Het huidige onderzoek richt zich op de tweede kerncomponent: het bedenken en uitvoeren van experimenten. Deze component kan worden onderverdeeld in drie subcomponenten, namelijk het bepalen van de focus van het experiment, het kiezen van een waarde en het instellen van de overige variabelen (Klahr & Dunbar, 1988). Bij de eerste subcomponent bedenkt de leerling welke variabele hij of zij wil onderzoeken; dit kan worden gezien als het hoofdpunt (de focus) van het experiment. De tweede subcomponent is het kiezen van een waarde voor de variabele die in het experiment centraal staat. Elke variabele heeft meerdere waarden die allemaal moeten worden onderzocht. In het onderzoek van Lazonder en Kamp (in druk) konden de kinderen bijvoorbeeld kiezen uit drie waarden voor de variabele toonhoogte (hoog, midden, laag). De keuze voor deze waarden wordt in de tweede subcomponent gemaakt. Tot slot worden bij de derde subcomponent de waarden van de overige variabelen ingesteld zodat een volledig experiment ontstaat dat kan worden uitgevoerd om de invloed van de focus variabele te testen.
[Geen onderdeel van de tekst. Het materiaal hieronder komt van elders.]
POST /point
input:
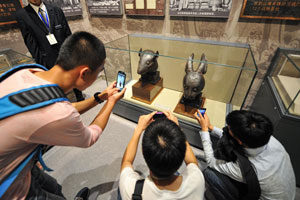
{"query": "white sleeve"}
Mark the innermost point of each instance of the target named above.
(217, 131)
(231, 169)
(127, 182)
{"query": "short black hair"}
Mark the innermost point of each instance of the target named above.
(163, 147)
(81, 48)
(251, 128)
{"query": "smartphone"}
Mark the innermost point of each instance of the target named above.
(202, 111)
(159, 115)
(121, 78)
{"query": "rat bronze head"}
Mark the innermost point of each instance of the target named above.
(193, 81)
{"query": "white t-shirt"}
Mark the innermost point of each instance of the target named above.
(192, 186)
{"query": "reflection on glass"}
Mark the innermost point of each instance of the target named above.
(10, 58)
(286, 79)
(230, 72)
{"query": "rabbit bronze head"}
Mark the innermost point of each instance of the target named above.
(148, 62)
(193, 81)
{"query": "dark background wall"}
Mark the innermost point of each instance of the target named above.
(264, 36)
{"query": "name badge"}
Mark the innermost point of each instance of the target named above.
(51, 38)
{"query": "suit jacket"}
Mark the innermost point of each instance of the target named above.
(34, 33)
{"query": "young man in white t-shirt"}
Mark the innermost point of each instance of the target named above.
(164, 149)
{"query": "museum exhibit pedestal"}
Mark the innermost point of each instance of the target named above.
(146, 92)
(187, 110)
(279, 99)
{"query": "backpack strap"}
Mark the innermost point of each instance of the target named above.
(138, 190)
(22, 101)
(29, 99)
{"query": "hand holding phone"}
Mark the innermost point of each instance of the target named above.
(121, 78)
(202, 111)
(159, 115)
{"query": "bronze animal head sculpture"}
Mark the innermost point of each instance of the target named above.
(148, 65)
(193, 81)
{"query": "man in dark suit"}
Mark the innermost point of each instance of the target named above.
(36, 32)
(44, 29)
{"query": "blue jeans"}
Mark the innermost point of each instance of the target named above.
(222, 187)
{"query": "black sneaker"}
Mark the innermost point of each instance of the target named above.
(83, 194)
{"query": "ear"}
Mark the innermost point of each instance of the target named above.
(202, 67)
(189, 64)
(84, 72)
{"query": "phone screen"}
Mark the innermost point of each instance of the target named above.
(121, 80)
(159, 115)
(202, 111)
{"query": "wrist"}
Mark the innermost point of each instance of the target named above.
(138, 130)
(97, 98)
(204, 129)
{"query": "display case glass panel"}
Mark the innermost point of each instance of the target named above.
(10, 58)
(286, 78)
(230, 72)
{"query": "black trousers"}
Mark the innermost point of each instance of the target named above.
(43, 186)
(221, 187)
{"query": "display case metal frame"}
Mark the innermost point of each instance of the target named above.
(132, 111)
(269, 101)
(10, 58)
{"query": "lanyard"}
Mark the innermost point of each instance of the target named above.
(45, 22)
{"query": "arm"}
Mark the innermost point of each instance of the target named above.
(230, 169)
(29, 39)
(130, 152)
(189, 155)
(87, 104)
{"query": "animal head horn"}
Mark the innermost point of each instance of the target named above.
(202, 67)
(189, 64)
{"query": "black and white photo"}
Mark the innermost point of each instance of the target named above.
(200, 8)
(70, 7)
(104, 7)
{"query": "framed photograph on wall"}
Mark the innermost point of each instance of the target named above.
(70, 7)
(145, 7)
(8, 9)
(271, 9)
(200, 8)
(105, 7)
Taakstructurering zal naar verwachting invloed hebben op de eerste en derde subcomponent. Wanneer de taak die kinderen moeten uitvoeren is opgedeeld in kleinere delen (de variabelen moeten na elkaar worden onderzocht), is de focus van een experiment feitelijk al gekozen. Het kiezen van een waarde voor die variabele, de tweede subcomponent, wordt niet beïnvloed door taakstructurering. De taak of onderzoeksvraag die de kinderen krijgen bevat weliswaar één variabele, maar zegt niets over de waarden die deze variabele kan aannemen. Kinderen worden dus niet gestuurd in de richting van een bepaalde waarde, deze keuze maken kinderen zelf nadat ze de focus van hun experiment hebben bepaald. Taakstructurering zal wel effect hebben op het instellen van de overige variabelen. Nadat één variabele van interesse en de bijbehorende waarde is gekozen, zullen de overgebleven variabelen worden ingesteld als overige variabelen. Kinderen zullen deze overige variabelen telkens constant moeten houden terwijl de variabele van interesse wordt veranderd. Aangezien de variabele van interesse in de onderzoeksvraag vermeld staat, zullen de kinderen de andere variabelen als overig instellen. Samengevat wordt verwacht dat taakstructurering het gebruik van de CVS zal bevorderen tijdens de taak, doordat het kiezen van de focus van
9
een experiment en het constant houden van de overige variabelen vrijwel automatisch verloopt. Om te zorgen dat de vergelijking tussen taakstructurering en directe instructie valide is, zal de directe instructie zich op dezelfde subcomponenten moeten richten als de taakstructurering. Kinderen zullen dus moeten leren hoe ze de focus van een onderzoek kunnen bepalen en hoe ze de overige variabelen moeten instellen. De directe instructie zal kinderen erop moeten attenderen steeds één variabele te kiezen welke ze telkens veranderen. Kinderen moeten inzien dat dit de variabele is waarvan ze de invloed willen weten. De tweede subcomponent, het kiezen van een waarde, wordt niet beïnvloed door taakstructurering. Directe instructie zal zich hier dus ook niet specifiek op richten. Directe instructie dient zich wel te richten op het instellen van de overige variabelen. Nadat één variabele is ingesteld, zullen de andere variabelen vanzelfsprekend de overige variabelen worden. De kinderen moeten uitgelegd krijgen dat deze overige variabelen steeds gelijk moeten worden gehouden.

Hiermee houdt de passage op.